During the intermission Charles and I started feeling raindrops – though the weather was hot overall there had been warnings from TV weathercasters that some fugitive rain clouds might blow in from heaven knows where – and though most of the concertgoers remained in their seats in front of the organ, Charles suggested we move and seek shelter under the colonnades to the side of the Organ Pavilion. Though we’ve been going to the Organ Pavilion for decades, we’d never gone under the stairs before – and the music sounded oddly muffled there. Also, the noise of aircraft passing overhead was more obnoxious than usual because we didn’t have the bulk of the Organ Pavilion itself blocking out the sound. We remained under the awning for the first three selections of Robinson’s second set – Johann Sebastian Bach’s (1685-1750) Prelude and Fugue in D, BWV 532 (a real pity because Robinson added xylophone and other items from the organ’s so-called “toy box” – it would have made the “Historically Informed Performance” fascists who have taken over Bach’s music crap in their pants, but I loved it and only wish we could have heard it better!), an “Arietta” by Thomas Kerr (1913-1988) based on the Black Christmas spiritual “Rise Up, Shepherds, and Follow,” and a March in C by French composer Alfred Lefébure-Wely (1817-1869) which Robinson said she thought sounded like music for a silent-film comedy even though it well predates the existence of film. (One can readily imagine this music being used to accompany a silent comedy, with Charlie Chaplin as the hapless protagonist and his early leading lady, Edna Purviance, as the woman he’s uncertainly and bashfully cruising.)

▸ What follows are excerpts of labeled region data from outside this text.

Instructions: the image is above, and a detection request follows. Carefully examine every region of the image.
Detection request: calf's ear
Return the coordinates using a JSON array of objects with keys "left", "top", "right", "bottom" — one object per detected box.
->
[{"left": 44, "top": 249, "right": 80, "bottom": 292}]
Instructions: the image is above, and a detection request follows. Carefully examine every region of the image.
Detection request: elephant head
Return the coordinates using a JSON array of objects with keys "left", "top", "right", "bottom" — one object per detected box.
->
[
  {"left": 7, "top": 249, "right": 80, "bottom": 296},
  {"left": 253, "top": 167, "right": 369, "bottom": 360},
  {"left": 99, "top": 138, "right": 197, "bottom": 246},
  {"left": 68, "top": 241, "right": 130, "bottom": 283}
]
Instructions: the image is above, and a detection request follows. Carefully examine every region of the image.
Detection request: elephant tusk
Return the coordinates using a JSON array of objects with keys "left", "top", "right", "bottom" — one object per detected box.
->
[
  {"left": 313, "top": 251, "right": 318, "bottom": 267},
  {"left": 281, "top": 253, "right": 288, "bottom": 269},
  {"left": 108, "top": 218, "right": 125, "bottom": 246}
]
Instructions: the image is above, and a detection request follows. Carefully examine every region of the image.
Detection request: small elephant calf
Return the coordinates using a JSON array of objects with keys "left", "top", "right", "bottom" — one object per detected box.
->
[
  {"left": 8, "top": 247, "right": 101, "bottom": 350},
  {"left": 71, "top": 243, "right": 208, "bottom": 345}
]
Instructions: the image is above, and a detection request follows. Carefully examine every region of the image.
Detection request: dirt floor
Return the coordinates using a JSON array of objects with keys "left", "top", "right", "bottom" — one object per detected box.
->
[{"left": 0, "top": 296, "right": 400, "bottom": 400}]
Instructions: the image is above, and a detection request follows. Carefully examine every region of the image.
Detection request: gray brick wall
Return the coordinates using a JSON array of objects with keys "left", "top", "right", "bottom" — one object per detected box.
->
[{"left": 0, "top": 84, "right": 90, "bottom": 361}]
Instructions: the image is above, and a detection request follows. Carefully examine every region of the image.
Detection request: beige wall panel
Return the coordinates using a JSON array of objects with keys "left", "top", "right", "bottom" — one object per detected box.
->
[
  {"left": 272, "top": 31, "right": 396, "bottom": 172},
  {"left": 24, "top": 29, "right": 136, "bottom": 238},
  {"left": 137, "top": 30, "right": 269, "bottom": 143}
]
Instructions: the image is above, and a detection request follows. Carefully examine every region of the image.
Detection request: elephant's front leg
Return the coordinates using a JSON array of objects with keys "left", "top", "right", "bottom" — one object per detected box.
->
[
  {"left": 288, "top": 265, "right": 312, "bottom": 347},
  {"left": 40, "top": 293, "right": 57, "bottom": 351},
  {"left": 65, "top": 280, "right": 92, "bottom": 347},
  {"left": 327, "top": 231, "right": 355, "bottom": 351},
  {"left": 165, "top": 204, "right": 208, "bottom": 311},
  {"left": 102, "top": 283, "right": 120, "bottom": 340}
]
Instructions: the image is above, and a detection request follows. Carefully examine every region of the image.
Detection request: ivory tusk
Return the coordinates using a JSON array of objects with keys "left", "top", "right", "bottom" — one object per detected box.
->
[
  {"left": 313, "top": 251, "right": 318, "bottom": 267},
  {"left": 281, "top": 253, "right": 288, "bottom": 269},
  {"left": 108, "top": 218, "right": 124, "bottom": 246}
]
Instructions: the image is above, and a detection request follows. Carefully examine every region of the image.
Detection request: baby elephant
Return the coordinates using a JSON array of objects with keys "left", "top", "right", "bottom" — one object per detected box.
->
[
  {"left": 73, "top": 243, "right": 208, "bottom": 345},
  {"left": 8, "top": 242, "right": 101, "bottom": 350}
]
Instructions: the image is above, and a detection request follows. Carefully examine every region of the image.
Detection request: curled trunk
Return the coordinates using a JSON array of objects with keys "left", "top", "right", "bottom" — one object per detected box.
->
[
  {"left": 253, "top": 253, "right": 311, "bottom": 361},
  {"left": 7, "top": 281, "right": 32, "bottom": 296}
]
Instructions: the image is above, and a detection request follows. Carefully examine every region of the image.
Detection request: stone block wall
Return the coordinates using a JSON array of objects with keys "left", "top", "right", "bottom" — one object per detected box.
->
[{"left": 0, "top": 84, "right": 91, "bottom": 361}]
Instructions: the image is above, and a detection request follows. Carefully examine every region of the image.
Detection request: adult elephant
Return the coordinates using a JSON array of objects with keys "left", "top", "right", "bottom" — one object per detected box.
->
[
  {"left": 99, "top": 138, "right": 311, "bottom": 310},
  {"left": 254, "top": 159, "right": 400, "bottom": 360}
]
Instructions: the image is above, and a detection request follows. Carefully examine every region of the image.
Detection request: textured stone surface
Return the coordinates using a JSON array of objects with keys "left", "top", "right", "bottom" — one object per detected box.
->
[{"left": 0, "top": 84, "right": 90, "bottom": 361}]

Fortunately Charles and I got back to our seats for the final two numbers on Robinson’s program (she did not play an encore), an Andantino in D-flat by Edwin H. Lemare (a star American organist from the turn of the last century) whose melody was appropriated by Ben Black and Charles N. Daniels in 1921 while Lemare was still alive (he died in 1934) for a pop song called “Moonlight and Roses,” and a transcription by J. Scott of the fourth movement, “Jupiter: The Bringer of Jollity,” from Gustav Holst’s orchestral suite The Planets. We had just heard this music at the Organ Pavilion one week before when Chelsea Chen had performed it in a very different transcription by Peter Sykes, and judging from both performances Sykes tried to reproduce more of Holst’s orchestral sonorities in his version while Scott attempted to make the piece sound like it was written for organ in the first place. Robinson made a major boo-boo when she announced that The Planets had been written in 1932 (Holst, a British composer despite his German-sounding name, wrote it between 1914 and 1917, while Britain and Germany were fighting against each other in World War I, which may account for the martial intensity of much of the music, especially the opening movement, “Mars, the Bringer of War,” which strongly influenced John Williams when he composed the battle music for the first Star Wars movie). Later she told a story that when the piece had its premiere at London’s Royal Albert Hall in 1918 (which would hardly have been possible if Holst hadn’t written it yet and wouldn’t for another 14 years!), the cleaning women put down their brushes and mops and started dancing to the music. Overall, Robinson’s performance was one of the better ones this year; she proved herself a mistress of the orchestral colors possible on the Spreckels Organ and she played a wide variety of music, commanding a welcome range of compositional styles, though I thought she did best in the Calvin Hampton pieces (what a pity she didn’t play the full suite!) and the “Jupiter” movement of Holst’s The Planets.